Explanation of symbols

1 Core 2 Leaf 3 Multileaf type composite fiber

Claims (6)

A composite long fiber containing an aromatic polyester copolymer and a polylactic acid-based polymer is used as a constituent fiber, and the aromatic polyester copolymer includes terephthalic acid and aliphatic dicarboxylic acid as an acid component, ethylene glycol and diethylene glycol as a glycol component. And having a melting point higher than that of the polylactic acid polymer, the melting point of the polylactic acid polymer is 150 ° C. or higher, and the composite form of the composite long fiber is composed of the polylactic acid polymer as a core.
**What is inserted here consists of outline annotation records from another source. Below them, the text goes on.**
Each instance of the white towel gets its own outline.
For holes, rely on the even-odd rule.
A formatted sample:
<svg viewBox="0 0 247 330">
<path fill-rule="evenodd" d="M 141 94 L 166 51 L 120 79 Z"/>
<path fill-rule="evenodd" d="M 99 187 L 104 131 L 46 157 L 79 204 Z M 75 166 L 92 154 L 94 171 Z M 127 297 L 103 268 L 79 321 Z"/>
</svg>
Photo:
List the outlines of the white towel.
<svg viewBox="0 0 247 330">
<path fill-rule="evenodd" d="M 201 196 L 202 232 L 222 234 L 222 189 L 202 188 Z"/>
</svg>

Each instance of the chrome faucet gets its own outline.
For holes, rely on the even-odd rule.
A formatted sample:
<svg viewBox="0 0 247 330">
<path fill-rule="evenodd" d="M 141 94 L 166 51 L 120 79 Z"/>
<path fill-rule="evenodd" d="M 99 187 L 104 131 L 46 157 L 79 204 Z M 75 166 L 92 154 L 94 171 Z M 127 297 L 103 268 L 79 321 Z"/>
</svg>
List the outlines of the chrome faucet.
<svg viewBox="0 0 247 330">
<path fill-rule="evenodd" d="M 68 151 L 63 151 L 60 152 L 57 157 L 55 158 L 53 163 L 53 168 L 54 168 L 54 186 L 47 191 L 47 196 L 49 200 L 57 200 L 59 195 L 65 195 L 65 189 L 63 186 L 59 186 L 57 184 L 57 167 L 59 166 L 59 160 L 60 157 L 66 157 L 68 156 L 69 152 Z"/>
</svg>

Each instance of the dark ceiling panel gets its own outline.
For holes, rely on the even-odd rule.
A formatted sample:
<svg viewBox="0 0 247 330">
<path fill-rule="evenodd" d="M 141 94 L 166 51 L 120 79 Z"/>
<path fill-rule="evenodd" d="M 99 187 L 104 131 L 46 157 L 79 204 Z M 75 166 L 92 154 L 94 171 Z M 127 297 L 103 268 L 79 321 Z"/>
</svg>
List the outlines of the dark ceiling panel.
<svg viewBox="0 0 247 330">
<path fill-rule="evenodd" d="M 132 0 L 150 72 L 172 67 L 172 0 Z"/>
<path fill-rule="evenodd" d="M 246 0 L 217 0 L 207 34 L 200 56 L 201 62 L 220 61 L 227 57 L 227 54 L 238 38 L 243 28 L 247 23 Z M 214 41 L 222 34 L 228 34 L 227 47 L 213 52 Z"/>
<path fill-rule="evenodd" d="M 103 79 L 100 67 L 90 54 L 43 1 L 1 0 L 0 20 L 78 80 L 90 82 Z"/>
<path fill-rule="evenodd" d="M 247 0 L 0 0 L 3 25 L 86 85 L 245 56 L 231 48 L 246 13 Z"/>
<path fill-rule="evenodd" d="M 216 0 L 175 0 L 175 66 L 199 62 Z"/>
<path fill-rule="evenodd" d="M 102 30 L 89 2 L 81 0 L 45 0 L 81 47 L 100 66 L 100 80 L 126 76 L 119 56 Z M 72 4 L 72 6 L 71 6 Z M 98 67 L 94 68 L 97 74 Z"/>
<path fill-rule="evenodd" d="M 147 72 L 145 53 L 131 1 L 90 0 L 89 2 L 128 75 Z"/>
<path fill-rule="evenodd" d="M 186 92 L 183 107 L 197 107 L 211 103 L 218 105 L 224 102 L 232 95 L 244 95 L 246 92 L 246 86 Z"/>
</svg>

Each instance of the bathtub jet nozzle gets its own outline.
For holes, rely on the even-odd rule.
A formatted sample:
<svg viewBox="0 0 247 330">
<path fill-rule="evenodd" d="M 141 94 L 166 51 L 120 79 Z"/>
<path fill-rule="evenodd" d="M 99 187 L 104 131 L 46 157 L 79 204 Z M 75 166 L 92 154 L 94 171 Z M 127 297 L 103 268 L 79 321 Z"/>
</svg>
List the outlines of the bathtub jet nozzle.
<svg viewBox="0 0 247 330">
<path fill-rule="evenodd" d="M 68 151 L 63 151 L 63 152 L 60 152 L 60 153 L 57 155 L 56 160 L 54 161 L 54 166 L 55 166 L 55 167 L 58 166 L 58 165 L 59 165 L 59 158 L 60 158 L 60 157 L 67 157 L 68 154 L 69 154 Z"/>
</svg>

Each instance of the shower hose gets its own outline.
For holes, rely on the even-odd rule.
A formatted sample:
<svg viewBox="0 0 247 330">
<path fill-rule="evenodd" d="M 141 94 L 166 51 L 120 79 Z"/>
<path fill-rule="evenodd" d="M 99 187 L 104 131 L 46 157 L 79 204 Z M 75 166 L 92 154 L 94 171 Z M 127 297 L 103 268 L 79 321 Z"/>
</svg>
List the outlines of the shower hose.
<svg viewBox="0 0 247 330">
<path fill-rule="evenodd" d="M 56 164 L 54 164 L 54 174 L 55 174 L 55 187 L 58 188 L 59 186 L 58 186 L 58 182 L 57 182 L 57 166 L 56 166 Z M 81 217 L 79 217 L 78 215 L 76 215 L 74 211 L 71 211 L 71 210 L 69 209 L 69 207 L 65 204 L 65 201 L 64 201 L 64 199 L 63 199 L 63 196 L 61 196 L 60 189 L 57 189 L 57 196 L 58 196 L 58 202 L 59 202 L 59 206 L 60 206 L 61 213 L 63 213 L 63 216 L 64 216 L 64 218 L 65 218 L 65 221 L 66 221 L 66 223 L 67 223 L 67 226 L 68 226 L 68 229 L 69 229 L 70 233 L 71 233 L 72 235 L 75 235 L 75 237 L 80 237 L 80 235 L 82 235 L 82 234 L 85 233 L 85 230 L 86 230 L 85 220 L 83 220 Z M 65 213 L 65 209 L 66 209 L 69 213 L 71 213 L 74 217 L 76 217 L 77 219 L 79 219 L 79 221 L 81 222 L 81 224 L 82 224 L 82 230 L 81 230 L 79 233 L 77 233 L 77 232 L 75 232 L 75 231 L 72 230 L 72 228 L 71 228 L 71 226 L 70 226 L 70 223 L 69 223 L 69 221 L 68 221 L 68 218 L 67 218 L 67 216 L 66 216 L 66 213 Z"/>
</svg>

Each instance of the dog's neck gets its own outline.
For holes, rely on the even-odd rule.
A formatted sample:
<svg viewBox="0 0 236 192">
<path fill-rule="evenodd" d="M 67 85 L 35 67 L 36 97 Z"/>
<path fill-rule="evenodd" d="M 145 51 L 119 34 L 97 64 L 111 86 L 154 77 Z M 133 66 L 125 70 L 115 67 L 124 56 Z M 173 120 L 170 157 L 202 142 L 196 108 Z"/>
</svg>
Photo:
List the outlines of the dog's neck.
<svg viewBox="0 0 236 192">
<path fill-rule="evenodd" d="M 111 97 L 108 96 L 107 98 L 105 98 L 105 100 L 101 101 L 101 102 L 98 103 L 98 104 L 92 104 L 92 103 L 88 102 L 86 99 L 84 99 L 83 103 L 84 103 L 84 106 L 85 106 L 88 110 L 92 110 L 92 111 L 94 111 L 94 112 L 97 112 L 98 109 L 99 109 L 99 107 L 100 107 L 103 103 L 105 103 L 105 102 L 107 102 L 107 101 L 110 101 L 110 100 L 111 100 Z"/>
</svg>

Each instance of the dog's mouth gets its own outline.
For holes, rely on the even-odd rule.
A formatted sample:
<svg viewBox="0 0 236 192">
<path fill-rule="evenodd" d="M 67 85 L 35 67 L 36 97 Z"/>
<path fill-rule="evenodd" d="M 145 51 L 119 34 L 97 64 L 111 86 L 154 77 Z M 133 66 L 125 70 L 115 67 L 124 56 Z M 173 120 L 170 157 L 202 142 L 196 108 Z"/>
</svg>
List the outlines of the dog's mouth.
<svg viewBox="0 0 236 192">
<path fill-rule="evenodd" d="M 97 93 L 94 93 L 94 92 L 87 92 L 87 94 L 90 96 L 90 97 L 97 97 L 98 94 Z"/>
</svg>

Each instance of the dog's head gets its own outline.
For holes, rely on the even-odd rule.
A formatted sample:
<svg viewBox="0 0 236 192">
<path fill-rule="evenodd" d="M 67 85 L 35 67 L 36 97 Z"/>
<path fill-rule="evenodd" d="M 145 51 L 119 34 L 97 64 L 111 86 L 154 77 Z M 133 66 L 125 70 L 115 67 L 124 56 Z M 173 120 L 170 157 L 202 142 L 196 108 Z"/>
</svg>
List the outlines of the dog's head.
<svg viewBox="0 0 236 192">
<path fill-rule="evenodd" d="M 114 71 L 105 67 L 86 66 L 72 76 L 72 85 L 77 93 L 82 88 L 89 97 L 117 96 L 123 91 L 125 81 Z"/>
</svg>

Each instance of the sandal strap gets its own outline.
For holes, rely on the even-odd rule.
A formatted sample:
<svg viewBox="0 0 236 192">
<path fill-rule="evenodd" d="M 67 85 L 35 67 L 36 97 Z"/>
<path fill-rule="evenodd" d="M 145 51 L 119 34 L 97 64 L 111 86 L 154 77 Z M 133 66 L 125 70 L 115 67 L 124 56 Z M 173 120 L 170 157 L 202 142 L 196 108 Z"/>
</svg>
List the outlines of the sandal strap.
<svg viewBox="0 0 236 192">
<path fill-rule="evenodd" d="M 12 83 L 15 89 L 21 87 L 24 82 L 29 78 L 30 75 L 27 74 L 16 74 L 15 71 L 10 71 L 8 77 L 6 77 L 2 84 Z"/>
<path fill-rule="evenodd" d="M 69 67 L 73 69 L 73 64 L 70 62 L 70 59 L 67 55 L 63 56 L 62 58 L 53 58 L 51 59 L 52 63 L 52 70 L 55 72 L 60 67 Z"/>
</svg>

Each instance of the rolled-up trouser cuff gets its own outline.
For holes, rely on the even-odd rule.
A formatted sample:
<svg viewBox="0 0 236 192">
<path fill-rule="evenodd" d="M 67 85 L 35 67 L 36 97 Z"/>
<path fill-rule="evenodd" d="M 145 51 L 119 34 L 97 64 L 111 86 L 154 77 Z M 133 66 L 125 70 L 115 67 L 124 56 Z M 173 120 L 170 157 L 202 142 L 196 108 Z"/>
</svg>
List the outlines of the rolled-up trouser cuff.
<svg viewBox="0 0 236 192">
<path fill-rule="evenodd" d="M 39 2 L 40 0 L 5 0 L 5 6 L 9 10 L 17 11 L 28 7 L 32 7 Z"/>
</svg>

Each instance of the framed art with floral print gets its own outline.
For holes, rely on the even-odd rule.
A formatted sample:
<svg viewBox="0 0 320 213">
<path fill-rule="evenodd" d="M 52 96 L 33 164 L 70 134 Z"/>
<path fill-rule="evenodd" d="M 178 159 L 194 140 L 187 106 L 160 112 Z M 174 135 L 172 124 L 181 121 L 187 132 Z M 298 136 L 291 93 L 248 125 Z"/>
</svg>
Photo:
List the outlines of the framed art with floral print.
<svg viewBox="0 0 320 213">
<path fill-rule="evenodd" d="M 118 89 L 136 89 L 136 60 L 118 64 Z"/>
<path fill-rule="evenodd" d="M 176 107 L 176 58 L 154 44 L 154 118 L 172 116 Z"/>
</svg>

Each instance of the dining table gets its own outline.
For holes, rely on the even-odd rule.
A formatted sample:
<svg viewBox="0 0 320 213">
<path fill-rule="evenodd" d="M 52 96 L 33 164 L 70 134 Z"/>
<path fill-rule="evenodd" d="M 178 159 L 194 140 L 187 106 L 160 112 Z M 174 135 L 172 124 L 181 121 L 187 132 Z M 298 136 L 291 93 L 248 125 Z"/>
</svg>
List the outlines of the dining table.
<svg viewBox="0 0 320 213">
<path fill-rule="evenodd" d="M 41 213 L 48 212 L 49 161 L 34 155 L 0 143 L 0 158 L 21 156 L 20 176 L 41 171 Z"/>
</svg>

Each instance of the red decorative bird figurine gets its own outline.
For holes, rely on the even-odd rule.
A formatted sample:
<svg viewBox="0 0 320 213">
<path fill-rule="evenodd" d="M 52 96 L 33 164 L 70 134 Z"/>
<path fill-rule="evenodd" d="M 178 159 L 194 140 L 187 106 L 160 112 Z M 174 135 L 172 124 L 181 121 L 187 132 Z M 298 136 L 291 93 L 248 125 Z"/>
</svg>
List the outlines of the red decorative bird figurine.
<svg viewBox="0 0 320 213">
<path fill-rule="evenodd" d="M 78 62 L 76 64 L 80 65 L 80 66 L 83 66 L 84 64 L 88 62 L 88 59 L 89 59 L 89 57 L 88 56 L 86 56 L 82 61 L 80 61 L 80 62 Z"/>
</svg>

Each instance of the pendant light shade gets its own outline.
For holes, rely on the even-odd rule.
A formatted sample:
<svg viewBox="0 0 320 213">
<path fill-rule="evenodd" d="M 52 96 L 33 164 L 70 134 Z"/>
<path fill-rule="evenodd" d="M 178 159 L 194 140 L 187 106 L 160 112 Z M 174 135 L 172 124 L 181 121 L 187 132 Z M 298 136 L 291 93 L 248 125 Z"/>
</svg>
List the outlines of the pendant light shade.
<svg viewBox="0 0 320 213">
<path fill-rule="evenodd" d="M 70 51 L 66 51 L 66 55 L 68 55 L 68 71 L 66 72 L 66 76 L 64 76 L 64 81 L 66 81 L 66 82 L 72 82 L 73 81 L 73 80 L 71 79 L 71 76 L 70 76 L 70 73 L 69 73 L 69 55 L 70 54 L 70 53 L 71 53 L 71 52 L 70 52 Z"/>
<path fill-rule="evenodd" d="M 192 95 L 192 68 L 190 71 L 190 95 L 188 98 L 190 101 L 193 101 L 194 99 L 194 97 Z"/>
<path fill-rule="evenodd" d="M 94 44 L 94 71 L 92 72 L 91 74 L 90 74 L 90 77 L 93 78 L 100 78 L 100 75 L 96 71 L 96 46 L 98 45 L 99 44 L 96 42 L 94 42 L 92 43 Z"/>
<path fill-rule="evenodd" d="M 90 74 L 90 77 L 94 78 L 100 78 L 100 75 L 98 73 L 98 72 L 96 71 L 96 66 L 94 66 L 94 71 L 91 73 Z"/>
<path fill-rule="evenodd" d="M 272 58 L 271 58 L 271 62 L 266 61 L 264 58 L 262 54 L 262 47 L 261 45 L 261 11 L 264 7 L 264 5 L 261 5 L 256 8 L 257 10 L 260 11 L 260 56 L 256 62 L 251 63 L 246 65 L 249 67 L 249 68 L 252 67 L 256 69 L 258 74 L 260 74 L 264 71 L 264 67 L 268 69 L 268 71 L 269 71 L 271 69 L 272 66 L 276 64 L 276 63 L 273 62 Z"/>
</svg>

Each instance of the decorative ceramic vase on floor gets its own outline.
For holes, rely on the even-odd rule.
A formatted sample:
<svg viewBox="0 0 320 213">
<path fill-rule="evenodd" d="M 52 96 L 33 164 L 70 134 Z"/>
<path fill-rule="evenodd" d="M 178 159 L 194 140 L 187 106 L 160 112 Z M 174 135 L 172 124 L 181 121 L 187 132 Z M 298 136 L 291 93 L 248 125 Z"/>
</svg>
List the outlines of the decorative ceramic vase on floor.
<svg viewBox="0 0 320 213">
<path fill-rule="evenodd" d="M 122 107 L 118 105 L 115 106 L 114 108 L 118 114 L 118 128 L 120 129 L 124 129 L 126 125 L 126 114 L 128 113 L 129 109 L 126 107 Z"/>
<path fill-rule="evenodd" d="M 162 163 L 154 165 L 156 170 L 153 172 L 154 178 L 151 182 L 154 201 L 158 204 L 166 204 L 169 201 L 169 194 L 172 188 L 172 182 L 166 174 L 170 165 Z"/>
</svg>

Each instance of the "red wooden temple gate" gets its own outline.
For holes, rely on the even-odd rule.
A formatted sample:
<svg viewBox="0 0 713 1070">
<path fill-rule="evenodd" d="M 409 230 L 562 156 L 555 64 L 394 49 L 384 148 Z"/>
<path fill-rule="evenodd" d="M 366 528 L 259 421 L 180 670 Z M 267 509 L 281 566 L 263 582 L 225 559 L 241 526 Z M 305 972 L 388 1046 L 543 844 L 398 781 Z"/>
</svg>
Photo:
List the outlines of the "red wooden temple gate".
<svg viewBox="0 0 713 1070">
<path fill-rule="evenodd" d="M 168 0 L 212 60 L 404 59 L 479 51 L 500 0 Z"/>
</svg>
The core-sheath type composite continuous fiber in which the aromatic polyester copolymer forms the sheath, or the polylactic acid polymer forms the core, and the aromatic polyester copolymer is the core A multi-leaf type composite continuous fiber in which a plurality of protruding leaf portions are formed so as to surround the outer periphery of the composite long fiber, and is composed of a composite long fiber unwoven cloth in which the composite long fibers are accumulated, and a vine Primary backing for tufted carpets, characterized in that over the resin is attached. The primary base fabric for tufted carpet according to claim 1, wherein the composite long fibers are woven in a three-dimensional manner in the composite long fiber unwoven cloth in which the composite long fibers are accumulated. The composite ratio (mass ratio) of the polylactic acid polymer and the aromatic polyester copolymer is polylactic acid polymer / aromatic polyester copolymer = 3/1 to 1/3. The primary base fabric for tufted carpet according to 1 or 2. The primary base fabric for tufted carpet according to any one of claims 1 to 3, comprising a sulfonic acid metal salt as an acid component. 2. The tensile strength at 130 ° C. is 50 N / 5 cm width or more in both the vertical and horizontal directions, and the elongation at break at 130 ° C. is 50% or more in both the vertical and horizontal directions. The primary base fabric for tufted carpet according to any one of 4. A tufted carpet in which pile yarn is planted on the primary base fabric for tufted carpet according to any one of claims 1 to 5.